I know this sounds totally vain, probably a little vapid, and seriously ageist. But I wasn’t actually upset about my face from an aesthetic POV. Digging a little deeper, this was about way more than a few wrinkles and some newfound jowls.

We spend decades of our lives with blinkers on about ageing. Our teens and our 20s are times of self-exploration and little else – what is time! It comes and it goes, but in this way where we feel like there’s so much of it ahead of us that a few wasted days and months don’t matter. Then, we get older and (morbid, I know) closer to death. This rude fact hits us smack in the jaw either via loss or via the physical realities of time passing.

We go from being teenagers waiting impatiently for these stupid years of school uniforms and rules to pass, and then there’s this good bit where it’s parties and travel and KFC hangovers and then suddenly, the years are blurring and it’s July already and we’re like whoa, can this slow down a little, thank you very much? 

I think for me, the fact I was ageing slowly for so long was comforting in that latter period. Time was rushing by but at least I passed for a younger version of myself, so I felt confident acting like that younger version of myself. I was hovering in my 20s for way longer than I was meant to.

I’m not really at a point where I’ve found peace with my newly-aged face. I don’t like the changes, not because I feel ugly. Aesthetically, I like how the lines on our faces appear where we’ve felt emotion. It’s beautiful to me, I just wasn’t ready for it.

I don’t think I could ever have been ready for it, because it’s a reminder that time is passing. I’m not 17 anymore, I’m not 27 anymore, I’m 37 and when I look back, I don’t feel like 37 years of my life have gone by. That’s a scary and terrifying reality to confront – but I also know I have to look it dead in the eyes and accept it.

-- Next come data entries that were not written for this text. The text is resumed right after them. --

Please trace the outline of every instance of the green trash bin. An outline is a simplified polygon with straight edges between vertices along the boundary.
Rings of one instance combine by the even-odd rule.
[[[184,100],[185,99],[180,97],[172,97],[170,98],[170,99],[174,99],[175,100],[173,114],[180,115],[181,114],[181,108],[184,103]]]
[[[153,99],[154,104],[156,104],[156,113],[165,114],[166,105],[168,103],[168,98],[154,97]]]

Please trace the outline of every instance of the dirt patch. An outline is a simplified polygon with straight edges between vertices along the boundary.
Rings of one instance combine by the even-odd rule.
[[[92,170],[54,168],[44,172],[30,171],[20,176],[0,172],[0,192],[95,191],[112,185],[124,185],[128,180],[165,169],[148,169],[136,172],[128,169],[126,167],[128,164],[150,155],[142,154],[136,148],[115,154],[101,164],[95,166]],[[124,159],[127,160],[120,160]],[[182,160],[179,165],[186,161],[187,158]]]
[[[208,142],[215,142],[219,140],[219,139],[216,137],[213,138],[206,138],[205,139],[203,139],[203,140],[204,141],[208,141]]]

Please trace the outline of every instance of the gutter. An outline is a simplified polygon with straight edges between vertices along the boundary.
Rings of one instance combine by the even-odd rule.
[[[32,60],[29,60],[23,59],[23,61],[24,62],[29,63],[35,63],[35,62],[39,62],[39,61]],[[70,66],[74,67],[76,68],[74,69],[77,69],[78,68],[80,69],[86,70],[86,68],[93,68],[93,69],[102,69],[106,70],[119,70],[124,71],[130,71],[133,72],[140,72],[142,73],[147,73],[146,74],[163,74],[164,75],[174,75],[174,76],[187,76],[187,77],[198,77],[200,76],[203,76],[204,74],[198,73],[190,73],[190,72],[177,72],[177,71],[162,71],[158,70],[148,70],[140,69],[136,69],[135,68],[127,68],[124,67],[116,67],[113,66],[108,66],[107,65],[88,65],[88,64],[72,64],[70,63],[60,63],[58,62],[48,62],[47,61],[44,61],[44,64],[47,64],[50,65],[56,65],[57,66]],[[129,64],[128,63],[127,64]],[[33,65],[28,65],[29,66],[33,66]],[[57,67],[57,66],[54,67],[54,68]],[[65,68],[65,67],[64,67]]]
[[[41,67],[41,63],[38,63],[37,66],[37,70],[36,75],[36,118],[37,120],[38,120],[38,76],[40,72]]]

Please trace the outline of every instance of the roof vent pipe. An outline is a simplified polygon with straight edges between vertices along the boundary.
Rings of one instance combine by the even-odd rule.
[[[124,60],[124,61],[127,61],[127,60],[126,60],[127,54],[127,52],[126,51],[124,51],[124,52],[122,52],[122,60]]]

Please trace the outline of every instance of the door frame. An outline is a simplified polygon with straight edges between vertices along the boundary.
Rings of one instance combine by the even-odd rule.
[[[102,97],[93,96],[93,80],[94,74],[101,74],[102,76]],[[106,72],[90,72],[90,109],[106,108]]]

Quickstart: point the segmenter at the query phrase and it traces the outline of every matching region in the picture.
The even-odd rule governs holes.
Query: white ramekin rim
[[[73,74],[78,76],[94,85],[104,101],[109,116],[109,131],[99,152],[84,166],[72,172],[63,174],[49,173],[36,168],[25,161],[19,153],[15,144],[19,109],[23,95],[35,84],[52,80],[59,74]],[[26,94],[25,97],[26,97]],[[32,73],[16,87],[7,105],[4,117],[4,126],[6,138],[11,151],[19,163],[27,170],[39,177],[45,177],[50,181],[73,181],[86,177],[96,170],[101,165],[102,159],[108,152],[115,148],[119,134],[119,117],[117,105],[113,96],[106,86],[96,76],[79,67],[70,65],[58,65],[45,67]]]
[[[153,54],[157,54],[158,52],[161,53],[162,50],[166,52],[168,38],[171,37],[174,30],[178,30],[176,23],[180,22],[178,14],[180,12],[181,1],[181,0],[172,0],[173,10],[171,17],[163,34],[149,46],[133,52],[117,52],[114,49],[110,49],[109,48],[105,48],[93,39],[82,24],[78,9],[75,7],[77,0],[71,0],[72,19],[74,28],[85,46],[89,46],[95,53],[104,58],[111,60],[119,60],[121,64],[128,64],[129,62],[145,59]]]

Because here’s the thing – you can’t stop ageing. You can push against it as much as you want, but controlling your appearance won’t actually fix the problem, because the fear isn’t about how you look, it’s about what it means.

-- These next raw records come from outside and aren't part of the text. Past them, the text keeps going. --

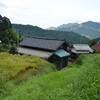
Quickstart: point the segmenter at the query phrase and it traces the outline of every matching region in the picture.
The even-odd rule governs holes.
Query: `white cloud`
[[[58,26],[69,22],[100,21],[99,0],[2,0],[0,13],[12,23]]]

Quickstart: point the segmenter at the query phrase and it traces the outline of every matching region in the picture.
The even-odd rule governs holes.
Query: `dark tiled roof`
[[[59,48],[65,40],[48,39],[40,37],[28,37],[19,43],[19,46],[34,47],[46,50],[56,50]]]
[[[91,48],[100,51],[100,44],[95,44]]]

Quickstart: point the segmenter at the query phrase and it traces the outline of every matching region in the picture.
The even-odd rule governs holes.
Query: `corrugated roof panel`
[[[89,47],[88,44],[73,44],[73,47],[76,50],[89,50],[89,51],[91,51],[91,48]]]
[[[35,55],[35,56],[39,56],[45,59],[48,59],[53,54],[52,52],[35,50],[35,49],[30,49],[30,48],[25,48],[25,47],[18,47],[17,49],[18,49],[18,53]]]
[[[29,37],[19,43],[19,45],[40,49],[56,50],[64,42],[64,40]]]
[[[58,51],[54,52],[54,54],[58,55],[59,57],[66,57],[66,56],[69,56],[70,55],[65,50],[58,50]]]

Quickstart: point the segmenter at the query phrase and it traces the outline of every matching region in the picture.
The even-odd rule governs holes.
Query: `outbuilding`
[[[19,54],[39,56],[57,66],[67,67],[70,45],[64,39],[27,37],[18,45]]]
[[[93,50],[88,44],[73,44],[71,49],[71,58],[76,60],[80,54],[89,54],[92,52]]]

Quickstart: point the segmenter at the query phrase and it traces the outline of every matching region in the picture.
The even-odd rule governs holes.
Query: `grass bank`
[[[20,84],[9,81],[5,100],[99,100],[100,54],[82,55],[69,68],[30,76]]]

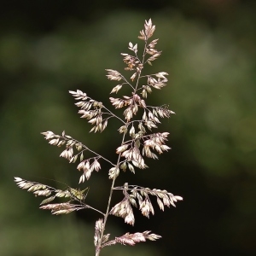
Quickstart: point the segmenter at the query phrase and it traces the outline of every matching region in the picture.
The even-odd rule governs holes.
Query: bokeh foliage
[[[171,131],[172,150],[148,161],[150,168],[138,170],[135,177],[125,173],[120,183],[133,180],[166,189],[184,201],[175,211],[157,212],[149,221],[138,214],[131,230],[113,219],[113,236],[128,229],[152,230],[163,239],[109,247],[102,255],[253,255],[255,4],[158,1],[155,9],[131,3],[115,9],[104,3],[99,9],[91,3],[83,15],[84,5],[59,2],[43,10],[39,2],[27,2],[34,15],[18,4],[1,18],[0,254],[93,255],[99,216],[86,211],[50,216],[38,208],[40,199],[17,189],[12,180],[20,176],[42,182],[43,177],[78,186],[75,165],[59,159],[61,150],[39,135],[48,130],[65,130],[95,151],[114,157],[120,140],[116,124],[101,135],[88,134],[91,127],[79,119],[67,90],[79,89],[108,102],[113,84],[107,80],[105,68],[123,70],[119,53],[127,51],[128,42],[139,41],[138,31],[151,17],[163,54],[147,72],[167,72],[170,80],[149,100],[170,104],[177,113],[160,128]],[[89,203],[104,210],[109,184],[107,170],[94,173],[86,183]]]

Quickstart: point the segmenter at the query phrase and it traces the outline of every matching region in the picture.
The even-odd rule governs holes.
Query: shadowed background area
[[[256,236],[256,4],[255,1],[5,1],[0,10],[1,161],[0,254],[94,255],[97,213],[51,216],[42,198],[18,189],[13,177],[63,189],[77,188],[76,165],[40,132],[63,130],[114,161],[121,137],[110,121],[89,134],[68,90],[79,89],[112,108],[117,83],[106,68],[126,77],[119,53],[128,52],[144,20],[156,25],[162,55],[145,73],[165,71],[168,86],[148,96],[152,105],[176,113],[163,119],[172,150],[146,170],[121,173],[125,182],[182,195],[177,208],[149,219],[135,210],[134,227],[112,217],[107,233],[152,230],[162,239],[104,248],[101,255],[255,255]],[[140,51],[141,50],[141,51]],[[121,96],[122,90],[118,96]],[[113,110],[113,108],[112,108]],[[64,149],[64,148],[63,148]],[[102,162],[101,162],[102,164]],[[80,188],[86,201],[105,211],[109,166]],[[121,193],[114,199],[122,198]]]

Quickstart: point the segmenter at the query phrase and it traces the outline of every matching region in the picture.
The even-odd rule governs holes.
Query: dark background
[[[93,255],[92,211],[51,216],[41,198],[18,189],[13,177],[78,187],[76,165],[39,133],[67,134],[114,160],[118,123],[89,134],[68,90],[108,104],[122,71],[120,52],[142,43],[144,20],[156,25],[162,55],[147,72],[167,72],[168,86],[148,96],[176,115],[163,120],[172,149],[119,184],[166,189],[184,198],[150,219],[135,211],[135,226],[112,217],[113,236],[152,230],[163,236],[102,255],[255,255],[256,4],[255,1],[4,1],[0,9],[0,254]],[[142,50],[143,44],[139,44]],[[124,73],[125,74],[125,73]],[[126,76],[130,73],[126,73]],[[119,96],[121,94],[118,95]],[[86,201],[105,210],[108,166],[93,173]],[[83,186],[82,186],[83,187]],[[119,197],[121,198],[121,195]],[[118,197],[116,198],[118,200]],[[152,199],[154,201],[154,199]]]

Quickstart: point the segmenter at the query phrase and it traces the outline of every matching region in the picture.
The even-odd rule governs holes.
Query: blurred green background
[[[4,1],[0,9],[1,161],[0,254],[94,255],[92,211],[52,216],[41,198],[21,190],[13,177],[49,185],[78,186],[76,165],[41,131],[66,133],[114,159],[120,137],[110,122],[102,134],[79,119],[68,90],[108,104],[117,84],[105,68],[122,71],[120,52],[143,28],[156,25],[163,50],[145,71],[167,72],[169,84],[149,96],[176,112],[164,120],[172,149],[149,169],[125,172],[119,184],[166,189],[184,198],[148,220],[136,211],[134,227],[111,218],[113,236],[152,230],[163,238],[102,255],[255,255],[256,253],[256,3],[192,1]],[[142,49],[143,44],[139,44]],[[126,73],[130,75],[130,73]],[[119,94],[121,96],[121,94]],[[105,168],[105,169],[104,169]],[[104,211],[108,168],[93,173],[89,204]],[[59,188],[65,185],[55,183]],[[83,186],[82,186],[83,188]],[[117,197],[116,200],[120,199]],[[154,199],[153,199],[154,201]]]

The signs of ageing on my face scare me so much because they’re the only physical indicator that time is passing. No matter what I do. I can’t control it. I can’t hit pause. I can’t add in a few more years wherever I want to.

So what can I do? Embrace it. You might think that means blow my life up  – change everything, move to Barbados, set up a surf shop and then move again to Paris, and then again to a remote island off the coast of Brazil and so on. No, I don’t think that’s the answer. I think it’s more like… acknowledging that while time passes fast, it also passes slowly… It’s the great hypocrite! And we don’t want to coast through all the years, but we also need to embrace the years where things are smooth and uneventful, and appreciate what exists within them.

For me, it’s about working out what makes my heart feel full, and following it. Shifting my perspective and seeing ageing as the cultivation of wisdom, the deepening of relationships and the solidification of what I know matters to me, what fulfils me.

It’s being brave enough to take action when part of my life is in a rut, while also refraining from jumping ship before something that’s got potential has time to grow. Most of all, it’s learning what this balancing act between movement and stillness looks like.

I can tell this is some life-long process I’ll screw up many times over, but this is where the real joy – the kind that isn’t fleeting and ego-driven and dependent on some FBI bouncer’s card analysis skills – comes from. When we look at precious time and cherish what’s been, then cherish what’s ahead – reframing our validity so it’s not exclusively for the youth season, but for every season. 

It’s confronting to realise I’m getting older, but it’s also what will drive me to live fully and wholly and completely. So I’m leaning in.